Mantua in focus
Tracing a Renaissance vision
An insight into the city of Mantua by Kevin Childs
Kevin Childs is a freelance writer and lecturer on culture and art history in the United Kingdom and Italy, where he leads specialised tours of Rome, Venice, Florence and parts of Northern Italy. He has a BA degree from Oxford and a doctorate from the Courtauld Institute looking at aspects of Michelangelo’s influence on his contemporaries. As well as convening and contributing to courses at the Victoria and Albert Museum he has taught on the Art History and Visual Culture BA course at Exeter University. He has written regularly for The Independent and Huffington Post and has published articles and reviews in The New Statesman, The Guardian and The Times.

The Northern cities of Italy have always been fascinating and beautiful. For example, the courts of Mantua and Ferrara were at the cutting edge of art and culture during the 15th and 16th centuries. It’s exciting enough to consider the lives and works of artists like Andrea Mantegna and Leon Battista Alberti in Mantua, Cosimo Tura and Dosso Dossi in Ferrara, and the powerful rulers who patronised them from the Gonzaga and Este families. But both cities boasted equally important women who were politically and culturally significant in their own right. Isabella d’Este, sister of Duke Alfonso I d’Este of Ferrara and wife of Marquis Francesco Gonzaga of Mantua, was one of the most important patrons of art of the Renaissance. The famous Lucrezia Borgia was married to her brother and contributed significantly to the cultural life of Ferrara. Another sister-in-law, Elisabetta Gonzaga, would preside over the cultured court of Urbino, inspiring Baldassare Castiglione to write his Book of the Courtier.

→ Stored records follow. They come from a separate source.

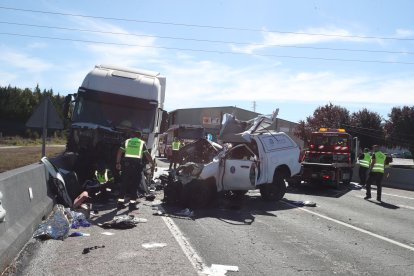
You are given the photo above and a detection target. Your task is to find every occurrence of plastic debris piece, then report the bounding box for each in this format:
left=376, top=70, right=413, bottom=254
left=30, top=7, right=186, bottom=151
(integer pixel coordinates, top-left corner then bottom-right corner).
left=175, top=208, right=194, bottom=217
left=98, top=215, right=145, bottom=229
left=153, top=210, right=164, bottom=216
left=33, top=204, right=70, bottom=240
left=302, top=201, right=317, bottom=207
left=142, top=242, right=167, bottom=249
left=101, top=232, right=115, bottom=236
left=69, top=232, right=90, bottom=237
left=288, top=200, right=317, bottom=207
left=202, top=264, right=239, bottom=276
left=82, top=245, right=105, bottom=254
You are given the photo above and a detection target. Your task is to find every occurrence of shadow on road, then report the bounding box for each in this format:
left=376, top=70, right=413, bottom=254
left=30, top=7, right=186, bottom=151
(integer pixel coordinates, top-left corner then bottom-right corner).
left=365, top=200, right=400, bottom=209
left=160, top=192, right=298, bottom=226
left=286, top=181, right=362, bottom=198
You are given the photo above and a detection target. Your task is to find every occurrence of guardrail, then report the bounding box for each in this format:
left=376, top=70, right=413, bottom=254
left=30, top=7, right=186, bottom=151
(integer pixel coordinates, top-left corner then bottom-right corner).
left=0, top=163, right=53, bottom=272
left=352, top=166, right=414, bottom=191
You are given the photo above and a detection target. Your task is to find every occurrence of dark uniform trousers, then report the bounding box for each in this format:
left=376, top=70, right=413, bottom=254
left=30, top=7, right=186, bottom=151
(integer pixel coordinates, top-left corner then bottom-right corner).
left=366, top=172, right=384, bottom=201
left=358, top=166, right=369, bottom=186
left=120, top=157, right=143, bottom=201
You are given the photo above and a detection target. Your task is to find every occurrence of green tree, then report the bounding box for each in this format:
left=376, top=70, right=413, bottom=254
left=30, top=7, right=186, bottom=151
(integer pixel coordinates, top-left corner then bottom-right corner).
left=344, top=108, right=384, bottom=149
left=294, top=102, right=350, bottom=143
left=384, top=106, right=414, bottom=159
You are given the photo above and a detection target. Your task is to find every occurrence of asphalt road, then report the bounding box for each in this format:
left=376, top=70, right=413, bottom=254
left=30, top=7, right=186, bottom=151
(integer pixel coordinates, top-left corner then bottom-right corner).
left=5, top=158, right=414, bottom=276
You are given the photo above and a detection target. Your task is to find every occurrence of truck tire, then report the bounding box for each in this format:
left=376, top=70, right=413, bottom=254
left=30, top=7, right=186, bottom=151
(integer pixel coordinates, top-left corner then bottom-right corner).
left=342, top=169, right=353, bottom=185
left=260, top=171, right=287, bottom=201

Music was at the centre of court life in Ferrara. Alfonso d’Este and Lucrezia Borgia would also commission artists such as Giovanni Bellini and Titian to decorate their palace, and in Mantua Isabella’s son, Federico II Gonzaga, would commission Giulio Romano to design and decorate the most extraordinary pleasure palace in Italy, the Palazzo del Te, just outside the city.
If that’s not reason enough to visit, both cities are famous for their food and wine.